Application of aluminum oxide inks and / or aluminum oxide pastes based on the sol-gel process enables to achieve good surface passivation of silicon wafers (especially p-type wafers). The charge-carrier life is already increased here by application of a thin layer of Al ₂ O ₃ and subsequent drying. The surface passivation of the layer can be significantly increased by subsequent annealing at 400 ° C. to 500 ° C. in a nitrogen and / or forming gas atmosphere.

The use of boron-containing aluminum oxide inks and / or pastes simultaneously with drying at elevated temperatures makes it possible to achieve boron doping of the underlying silicon. This doping results in an "electronic mirror" on the back of the solar cell, which can have a positive effect on the efficiency of the cell. Aluminum oxide here simultaneously has a very good surface-passivation action on the (strongly) p-doped silicon layer.

The use of boron-containing aluminum oxide inks and / or pastes can likewise be used for doping for emitter formation in silicon; More specifically, doping results in p-doping on n-type silicon. At the same time, aluminum oxide here has a very good surface-passivation action on the p-doped emitter layer.

As already mentioned above, suitable sol-gel inks, as described in European Patent Application No. 11001920.5, can be used for the production of the aluminum oxide layers according to the invention.
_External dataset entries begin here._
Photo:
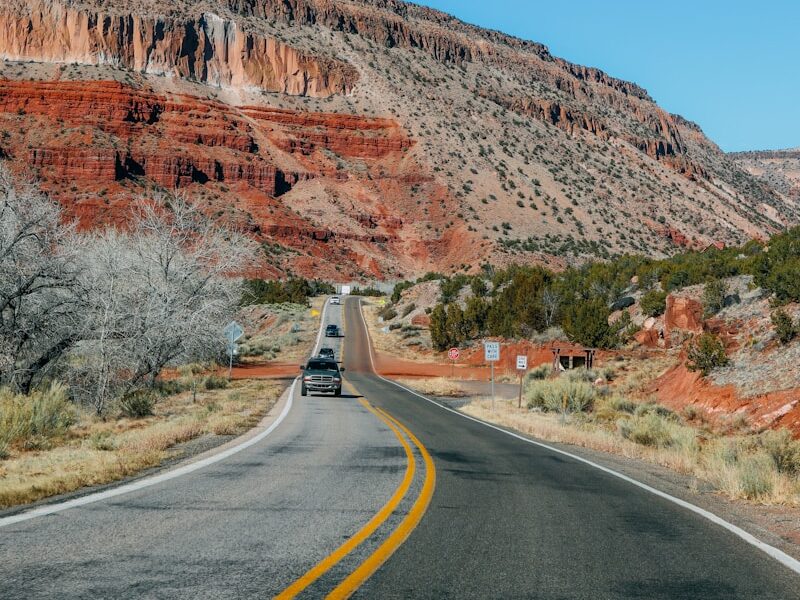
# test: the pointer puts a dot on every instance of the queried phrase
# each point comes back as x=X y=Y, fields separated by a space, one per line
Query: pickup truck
x=321 y=375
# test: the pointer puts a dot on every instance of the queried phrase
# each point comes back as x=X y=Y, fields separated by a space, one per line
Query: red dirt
x=680 y=387
x=266 y=371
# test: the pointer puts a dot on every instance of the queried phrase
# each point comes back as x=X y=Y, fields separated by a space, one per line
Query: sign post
x=233 y=331
x=522 y=366
x=491 y=352
x=453 y=355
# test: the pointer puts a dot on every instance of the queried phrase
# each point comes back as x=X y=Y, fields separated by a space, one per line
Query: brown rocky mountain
x=360 y=138
x=779 y=169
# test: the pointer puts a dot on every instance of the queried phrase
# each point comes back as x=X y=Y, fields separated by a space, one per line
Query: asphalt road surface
x=339 y=491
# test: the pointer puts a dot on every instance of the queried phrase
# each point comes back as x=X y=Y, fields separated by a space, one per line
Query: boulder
x=684 y=314
x=623 y=303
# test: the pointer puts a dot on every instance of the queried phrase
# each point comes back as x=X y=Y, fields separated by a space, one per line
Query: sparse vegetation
x=785 y=327
x=705 y=354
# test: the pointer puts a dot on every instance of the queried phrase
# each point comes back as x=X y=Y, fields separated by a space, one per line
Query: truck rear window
x=322 y=365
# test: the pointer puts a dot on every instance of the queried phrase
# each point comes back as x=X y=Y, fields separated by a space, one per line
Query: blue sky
x=732 y=67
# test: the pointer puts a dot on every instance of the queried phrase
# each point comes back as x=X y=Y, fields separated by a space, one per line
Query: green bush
x=294 y=290
x=648 y=429
x=215 y=382
x=555 y=394
x=785 y=328
x=714 y=297
x=586 y=323
x=138 y=403
x=539 y=373
x=653 y=303
x=387 y=313
x=706 y=354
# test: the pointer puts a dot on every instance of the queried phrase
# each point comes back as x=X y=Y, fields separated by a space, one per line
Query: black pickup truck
x=321 y=375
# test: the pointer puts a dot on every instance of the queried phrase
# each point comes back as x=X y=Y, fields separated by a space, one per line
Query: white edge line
x=772 y=551
x=155 y=479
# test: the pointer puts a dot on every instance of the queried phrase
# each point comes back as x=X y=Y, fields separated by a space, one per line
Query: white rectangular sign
x=491 y=351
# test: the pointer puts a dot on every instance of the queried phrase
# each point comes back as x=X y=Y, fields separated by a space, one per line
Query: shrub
x=621 y=404
x=653 y=303
x=138 y=404
x=586 y=323
x=215 y=382
x=556 y=394
x=785 y=328
x=714 y=297
x=784 y=450
x=387 y=313
x=539 y=373
x=648 y=429
x=43 y=414
x=756 y=475
x=652 y=408
x=409 y=309
x=706 y=354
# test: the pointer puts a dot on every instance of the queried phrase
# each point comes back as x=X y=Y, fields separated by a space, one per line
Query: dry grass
x=761 y=468
x=391 y=342
x=94 y=451
x=436 y=386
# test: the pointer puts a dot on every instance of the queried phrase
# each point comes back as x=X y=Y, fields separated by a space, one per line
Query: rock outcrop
x=684 y=314
x=205 y=48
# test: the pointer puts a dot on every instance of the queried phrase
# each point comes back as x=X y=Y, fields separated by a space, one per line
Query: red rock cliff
x=205 y=48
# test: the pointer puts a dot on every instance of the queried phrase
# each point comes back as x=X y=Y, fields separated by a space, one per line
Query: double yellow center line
x=371 y=564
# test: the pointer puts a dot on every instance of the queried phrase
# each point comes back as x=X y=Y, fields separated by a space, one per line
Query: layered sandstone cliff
x=204 y=48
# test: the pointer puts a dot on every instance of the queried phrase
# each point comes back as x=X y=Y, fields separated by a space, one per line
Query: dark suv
x=321 y=375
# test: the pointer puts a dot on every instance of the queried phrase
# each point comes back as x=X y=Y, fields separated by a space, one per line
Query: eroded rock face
x=685 y=314
x=205 y=48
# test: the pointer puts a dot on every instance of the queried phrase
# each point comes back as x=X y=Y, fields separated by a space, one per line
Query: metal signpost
x=453 y=355
x=522 y=366
x=491 y=352
x=233 y=331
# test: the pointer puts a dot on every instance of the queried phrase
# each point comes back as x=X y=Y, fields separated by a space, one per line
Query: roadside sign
x=233 y=331
x=491 y=352
x=522 y=366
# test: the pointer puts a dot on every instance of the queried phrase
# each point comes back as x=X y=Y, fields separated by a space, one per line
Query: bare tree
x=38 y=318
x=156 y=295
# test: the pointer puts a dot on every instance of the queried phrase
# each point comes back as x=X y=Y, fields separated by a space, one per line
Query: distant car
x=321 y=375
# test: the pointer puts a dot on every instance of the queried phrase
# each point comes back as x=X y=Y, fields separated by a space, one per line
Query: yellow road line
x=399 y=535
x=380 y=517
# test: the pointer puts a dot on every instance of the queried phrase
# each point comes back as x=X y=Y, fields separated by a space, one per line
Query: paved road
x=507 y=519
x=243 y=528
x=512 y=520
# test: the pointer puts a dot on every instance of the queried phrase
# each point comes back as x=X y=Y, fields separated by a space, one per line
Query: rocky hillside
x=360 y=139
x=780 y=169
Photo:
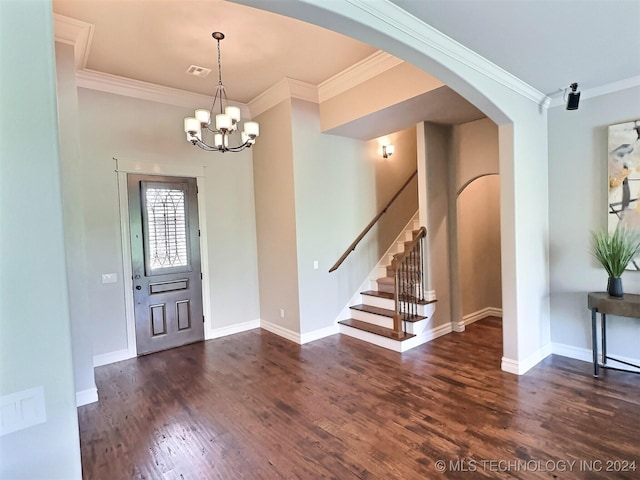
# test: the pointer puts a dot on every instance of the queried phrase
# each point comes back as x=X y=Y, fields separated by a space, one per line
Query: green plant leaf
x=615 y=250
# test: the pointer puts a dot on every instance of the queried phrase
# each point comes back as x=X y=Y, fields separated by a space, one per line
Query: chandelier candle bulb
x=223 y=122
x=233 y=112
x=203 y=116
x=191 y=125
x=226 y=124
x=252 y=129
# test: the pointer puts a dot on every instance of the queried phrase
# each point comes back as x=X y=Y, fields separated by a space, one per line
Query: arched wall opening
x=522 y=125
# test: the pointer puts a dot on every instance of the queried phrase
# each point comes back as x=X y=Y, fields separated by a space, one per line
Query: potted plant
x=614 y=251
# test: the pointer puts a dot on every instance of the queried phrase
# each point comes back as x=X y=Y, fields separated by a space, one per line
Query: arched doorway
x=522 y=124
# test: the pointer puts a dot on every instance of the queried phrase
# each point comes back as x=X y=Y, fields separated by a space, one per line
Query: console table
x=600 y=302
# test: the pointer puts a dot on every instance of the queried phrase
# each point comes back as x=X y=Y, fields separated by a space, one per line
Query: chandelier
x=226 y=120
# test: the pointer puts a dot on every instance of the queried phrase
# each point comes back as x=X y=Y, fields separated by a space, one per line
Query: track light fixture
x=573 y=98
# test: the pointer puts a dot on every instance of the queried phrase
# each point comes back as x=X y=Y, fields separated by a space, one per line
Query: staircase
x=372 y=319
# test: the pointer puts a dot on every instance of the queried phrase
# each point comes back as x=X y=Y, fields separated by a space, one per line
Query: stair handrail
x=398 y=258
x=355 y=243
x=413 y=252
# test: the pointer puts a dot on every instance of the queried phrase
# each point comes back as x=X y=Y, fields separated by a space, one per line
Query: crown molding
x=283 y=90
x=375 y=64
x=105 y=82
x=76 y=33
x=612 y=87
x=429 y=38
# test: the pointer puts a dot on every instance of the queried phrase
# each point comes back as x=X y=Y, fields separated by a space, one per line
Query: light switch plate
x=109 y=277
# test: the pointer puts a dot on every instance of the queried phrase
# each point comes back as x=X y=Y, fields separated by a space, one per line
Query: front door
x=165 y=258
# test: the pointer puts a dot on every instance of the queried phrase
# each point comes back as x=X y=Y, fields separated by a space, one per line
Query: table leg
x=603 y=318
x=594 y=342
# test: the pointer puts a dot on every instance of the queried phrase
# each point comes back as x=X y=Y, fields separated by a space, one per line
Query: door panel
x=165 y=259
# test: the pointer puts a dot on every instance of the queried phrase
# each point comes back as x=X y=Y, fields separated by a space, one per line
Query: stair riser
x=372 y=318
x=416 y=328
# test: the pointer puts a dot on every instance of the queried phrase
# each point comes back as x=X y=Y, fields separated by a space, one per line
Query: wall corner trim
x=520 y=367
x=281 y=331
x=212 y=333
x=112 y=357
x=318 y=334
x=74 y=32
x=85 y=397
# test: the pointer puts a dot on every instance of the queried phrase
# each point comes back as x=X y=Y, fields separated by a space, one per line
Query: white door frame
x=124 y=167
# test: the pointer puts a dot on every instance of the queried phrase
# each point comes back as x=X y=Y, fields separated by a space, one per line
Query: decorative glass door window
x=166 y=229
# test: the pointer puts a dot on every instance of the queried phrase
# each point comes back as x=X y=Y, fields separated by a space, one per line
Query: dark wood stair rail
x=408 y=273
x=355 y=243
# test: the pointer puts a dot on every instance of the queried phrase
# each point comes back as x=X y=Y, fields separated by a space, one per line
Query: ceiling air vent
x=198 y=71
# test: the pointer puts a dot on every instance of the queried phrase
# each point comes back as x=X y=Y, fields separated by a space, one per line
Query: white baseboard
x=280 y=331
x=479 y=315
x=586 y=355
x=318 y=334
x=85 y=397
x=111 y=357
x=520 y=367
x=296 y=337
x=230 y=330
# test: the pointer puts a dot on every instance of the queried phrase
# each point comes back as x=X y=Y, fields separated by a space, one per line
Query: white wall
x=578 y=189
x=35 y=338
x=74 y=228
x=114 y=126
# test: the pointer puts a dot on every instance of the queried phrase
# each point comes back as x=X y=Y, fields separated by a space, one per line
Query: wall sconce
x=573 y=98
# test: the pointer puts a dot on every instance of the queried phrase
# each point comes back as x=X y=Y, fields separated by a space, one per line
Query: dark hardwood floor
x=256 y=406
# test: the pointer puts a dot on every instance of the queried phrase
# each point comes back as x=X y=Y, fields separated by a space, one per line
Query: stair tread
x=376 y=293
x=384 y=312
x=375 y=329
x=389 y=296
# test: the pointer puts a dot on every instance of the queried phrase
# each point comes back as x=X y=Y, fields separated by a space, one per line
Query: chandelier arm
x=227 y=123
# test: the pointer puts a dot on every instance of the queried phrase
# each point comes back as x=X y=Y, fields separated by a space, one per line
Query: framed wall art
x=624 y=178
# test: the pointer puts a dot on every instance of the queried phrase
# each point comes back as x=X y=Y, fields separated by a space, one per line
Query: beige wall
x=314 y=194
x=438 y=163
x=376 y=94
x=477 y=151
x=276 y=218
x=341 y=184
x=478 y=216
x=479 y=245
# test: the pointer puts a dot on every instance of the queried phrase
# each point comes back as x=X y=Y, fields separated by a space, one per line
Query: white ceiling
x=546 y=43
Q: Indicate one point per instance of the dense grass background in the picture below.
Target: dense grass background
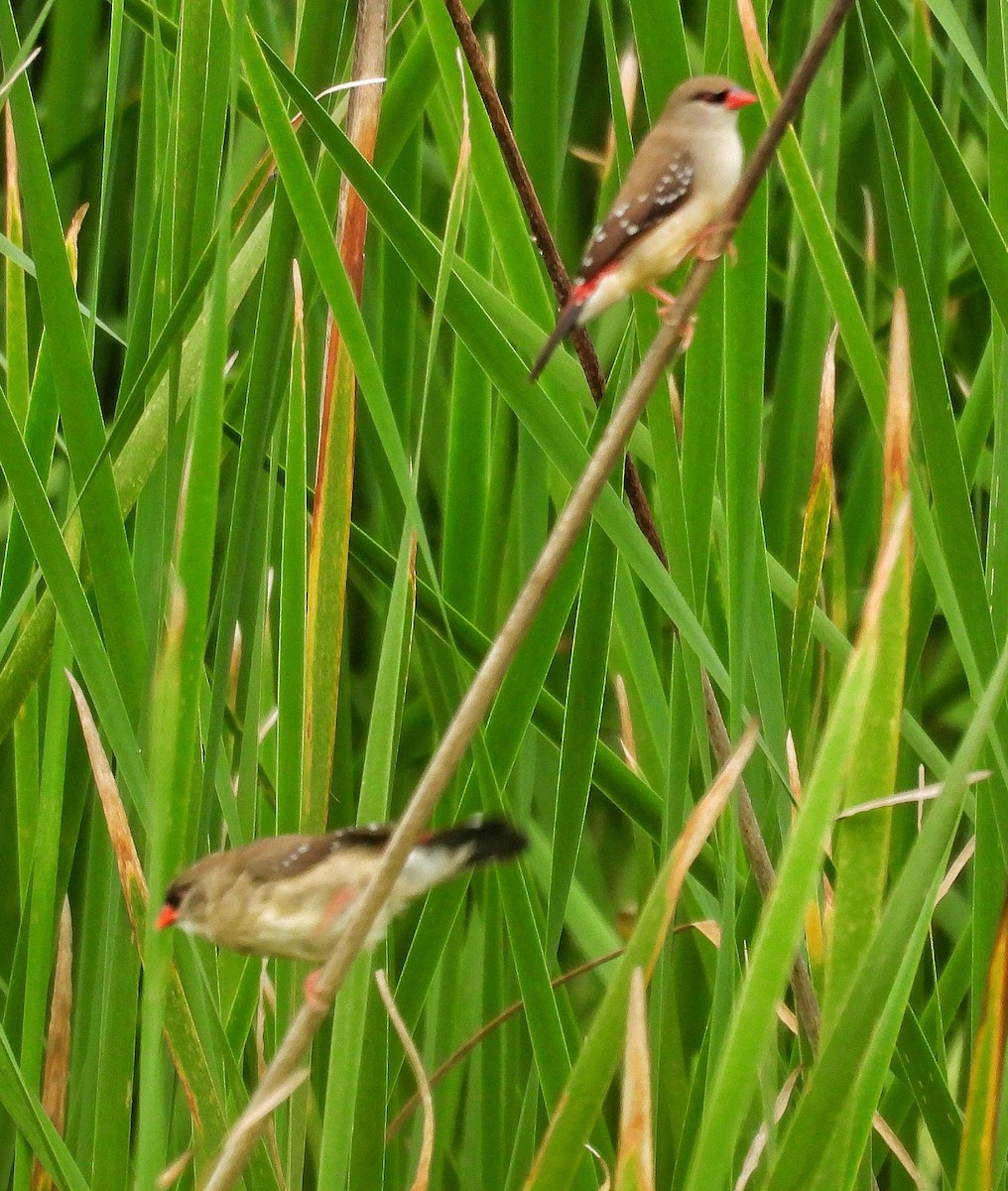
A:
(166, 378)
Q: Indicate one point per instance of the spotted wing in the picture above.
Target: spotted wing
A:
(290, 856)
(657, 185)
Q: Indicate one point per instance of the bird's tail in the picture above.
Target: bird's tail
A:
(567, 321)
(442, 855)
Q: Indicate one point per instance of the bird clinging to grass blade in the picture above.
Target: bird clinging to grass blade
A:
(291, 894)
(675, 192)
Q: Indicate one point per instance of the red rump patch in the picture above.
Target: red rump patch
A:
(580, 293)
(168, 917)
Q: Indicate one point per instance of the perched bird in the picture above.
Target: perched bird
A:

The use of such inks makes it possible to form smooth layers free of organic contaminants after drying and heat treatment in a combined drying and heat treatment in a sol-gel process and preferably at temperatures below 400 ° C. .

The inks are sterically stable Al ₂ O ₃ inks having an acidic pH range of 4 to 5, preferably less than 4.5, the inks comprising alcoholic and / or polyoxylate solvents. Compositions of this kind have very good wetting and adhesion properties for SiO ₂ -and silane-terminated silicon wafer surfaces.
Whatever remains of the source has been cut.